Clearly, it’s not algebra I stuff. We all have an idea of what we think we’re worth, but that must be tempered by industry, ability, and actual market value. Whatever science there is involved, it’s a formulation that you have to figure out if you’re going to negotiate with confidence.
In my own profession, I’ve made as little as $15 an hour and as much as $100. The $100 hours don’t happen very often. The $15s? More often than I’d like.

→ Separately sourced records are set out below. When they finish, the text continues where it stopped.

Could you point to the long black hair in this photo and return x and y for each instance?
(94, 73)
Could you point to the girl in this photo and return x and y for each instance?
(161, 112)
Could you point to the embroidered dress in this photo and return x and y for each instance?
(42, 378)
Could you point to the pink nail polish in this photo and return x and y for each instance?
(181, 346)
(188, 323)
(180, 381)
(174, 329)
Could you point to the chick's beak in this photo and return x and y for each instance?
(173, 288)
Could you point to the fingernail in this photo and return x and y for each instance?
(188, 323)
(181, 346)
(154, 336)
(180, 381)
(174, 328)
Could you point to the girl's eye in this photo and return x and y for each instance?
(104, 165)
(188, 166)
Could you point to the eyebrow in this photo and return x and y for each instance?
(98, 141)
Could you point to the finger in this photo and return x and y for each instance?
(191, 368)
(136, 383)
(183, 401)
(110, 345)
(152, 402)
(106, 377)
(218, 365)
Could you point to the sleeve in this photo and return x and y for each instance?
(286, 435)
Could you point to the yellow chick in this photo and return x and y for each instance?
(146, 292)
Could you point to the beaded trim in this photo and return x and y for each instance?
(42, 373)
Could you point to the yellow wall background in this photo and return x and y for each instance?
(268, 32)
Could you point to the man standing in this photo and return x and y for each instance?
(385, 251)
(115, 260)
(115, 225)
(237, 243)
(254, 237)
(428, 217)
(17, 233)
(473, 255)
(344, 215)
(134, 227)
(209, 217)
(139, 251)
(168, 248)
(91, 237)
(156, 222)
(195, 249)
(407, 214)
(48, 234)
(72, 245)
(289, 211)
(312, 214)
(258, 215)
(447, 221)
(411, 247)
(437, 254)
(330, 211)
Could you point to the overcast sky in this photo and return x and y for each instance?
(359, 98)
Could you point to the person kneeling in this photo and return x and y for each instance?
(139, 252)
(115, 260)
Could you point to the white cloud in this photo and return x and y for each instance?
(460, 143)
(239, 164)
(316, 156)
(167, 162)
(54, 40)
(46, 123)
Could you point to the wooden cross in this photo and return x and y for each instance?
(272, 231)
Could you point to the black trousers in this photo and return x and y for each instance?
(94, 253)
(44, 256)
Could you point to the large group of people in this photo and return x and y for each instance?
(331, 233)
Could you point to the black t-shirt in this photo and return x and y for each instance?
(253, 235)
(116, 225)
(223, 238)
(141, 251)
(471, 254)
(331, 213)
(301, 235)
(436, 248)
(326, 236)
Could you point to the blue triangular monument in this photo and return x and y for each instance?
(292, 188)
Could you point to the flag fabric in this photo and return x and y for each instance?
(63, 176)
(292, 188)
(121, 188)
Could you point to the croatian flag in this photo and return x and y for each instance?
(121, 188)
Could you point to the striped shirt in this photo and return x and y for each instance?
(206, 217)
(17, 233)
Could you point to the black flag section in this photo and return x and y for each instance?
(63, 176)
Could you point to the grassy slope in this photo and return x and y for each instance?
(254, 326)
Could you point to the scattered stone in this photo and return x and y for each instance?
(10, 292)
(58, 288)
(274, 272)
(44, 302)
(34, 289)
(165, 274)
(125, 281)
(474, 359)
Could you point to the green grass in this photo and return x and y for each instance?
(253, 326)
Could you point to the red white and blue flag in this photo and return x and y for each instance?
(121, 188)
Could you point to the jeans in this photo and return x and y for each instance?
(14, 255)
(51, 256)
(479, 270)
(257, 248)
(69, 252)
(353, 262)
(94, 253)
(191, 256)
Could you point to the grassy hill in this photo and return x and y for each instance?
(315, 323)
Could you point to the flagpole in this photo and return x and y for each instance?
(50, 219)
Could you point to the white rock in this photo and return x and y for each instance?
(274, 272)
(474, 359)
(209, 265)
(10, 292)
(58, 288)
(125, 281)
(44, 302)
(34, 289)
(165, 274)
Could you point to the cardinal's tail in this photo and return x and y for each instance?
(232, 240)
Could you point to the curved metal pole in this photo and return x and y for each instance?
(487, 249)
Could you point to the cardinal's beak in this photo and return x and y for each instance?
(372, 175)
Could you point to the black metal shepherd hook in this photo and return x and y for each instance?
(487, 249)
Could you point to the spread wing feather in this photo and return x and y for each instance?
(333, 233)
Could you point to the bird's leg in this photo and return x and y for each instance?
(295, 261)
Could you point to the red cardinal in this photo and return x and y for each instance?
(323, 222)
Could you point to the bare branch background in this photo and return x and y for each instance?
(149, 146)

But honestly, I can’t use either one if I really want to know what my time is worth.
The approach I’ve used in the past is to think about how much money I want to make each day, how much is feasible given the clients available to me, and what I can realistically expect given the proverbial lay of the land.

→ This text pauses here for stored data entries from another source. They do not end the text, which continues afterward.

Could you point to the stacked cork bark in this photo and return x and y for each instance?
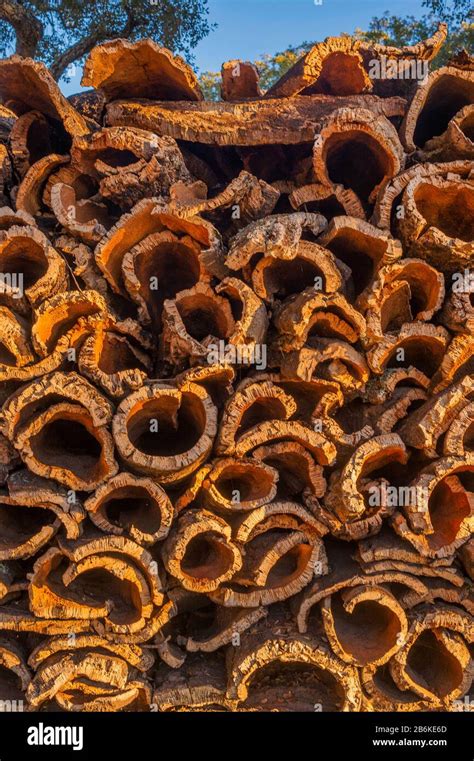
(226, 326)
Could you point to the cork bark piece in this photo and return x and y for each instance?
(332, 67)
(27, 85)
(355, 132)
(149, 420)
(126, 504)
(236, 384)
(253, 122)
(437, 222)
(445, 93)
(140, 69)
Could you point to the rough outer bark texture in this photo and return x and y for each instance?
(236, 384)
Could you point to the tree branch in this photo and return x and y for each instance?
(80, 48)
(28, 28)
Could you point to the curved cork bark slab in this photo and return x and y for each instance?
(435, 103)
(27, 85)
(254, 122)
(140, 69)
(129, 505)
(355, 132)
(147, 422)
(332, 67)
(437, 222)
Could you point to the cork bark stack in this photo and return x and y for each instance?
(237, 384)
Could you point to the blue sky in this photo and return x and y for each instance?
(248, 28)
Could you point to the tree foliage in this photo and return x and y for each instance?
(387, 29)
(61, 32)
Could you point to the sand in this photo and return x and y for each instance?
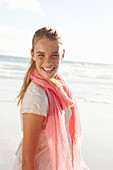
(97, 129)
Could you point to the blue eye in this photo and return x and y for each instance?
(41, 55)
(55, 55)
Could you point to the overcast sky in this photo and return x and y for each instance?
(86, 27)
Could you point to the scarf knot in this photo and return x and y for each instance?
(61, 98)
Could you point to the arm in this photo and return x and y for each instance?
(32, 124)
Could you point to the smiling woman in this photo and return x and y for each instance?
(47, 57)
(49, 115)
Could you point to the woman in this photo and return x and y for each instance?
(50, 121)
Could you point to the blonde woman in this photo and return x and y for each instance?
(50, 120)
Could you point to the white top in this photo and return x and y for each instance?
(35, 101)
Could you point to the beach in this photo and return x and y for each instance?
(97, 142)
(96, 114)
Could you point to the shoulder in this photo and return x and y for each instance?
(35, 90)
(35, 100)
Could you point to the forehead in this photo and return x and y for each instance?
(46, 44)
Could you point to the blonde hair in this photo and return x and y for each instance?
(39, 34)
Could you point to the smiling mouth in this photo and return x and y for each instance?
(48, 70)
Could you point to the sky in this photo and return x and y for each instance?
(86, 27)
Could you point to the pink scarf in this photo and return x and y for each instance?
(61, 98)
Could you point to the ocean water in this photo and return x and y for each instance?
(89, 81)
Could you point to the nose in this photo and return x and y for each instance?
(48, 60)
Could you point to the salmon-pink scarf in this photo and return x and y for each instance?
(59, 99)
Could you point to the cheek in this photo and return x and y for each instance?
(38, 61)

Once I determine a more realistic number, I multiply it times seven, and then divide by the amount of hours I prefer to work (42). I don’t use the actual number (between 70 and 80), because I’d like to earn more than minimum wage.
(If most entrepreneurs used actual time they worked as the divider, we’d all be getting skunked by pre-tip waitstaff.)
If a job can exceed $15 per hour for me, I’ll typically take it. If it’s an ongoing thing, I’m pretty confident that number will rise to around $36 per hour as I get a better system in place and learn more about what I’m doing.
I say all that to say this: yes, time is money, but the value is dynamic, especially if you run your own business. After all, sometimes you’ll need to renegotiate rates; sometimes you’ll need to attract new clients; and still other times, you’ll need a benchmark to determine whether a job you’ve been offered is truly worth it.
Before signing off I’d like to leave you with these words of wisdom from Entrepreneur contributor Michael Moroney: “If we all treated our minutes a little more like dollars, there might be less time spent on Facebook and fantasy football and more spent moving our organizations forward.”
Time is money, regardless of what it’s worth. Use yours wisely.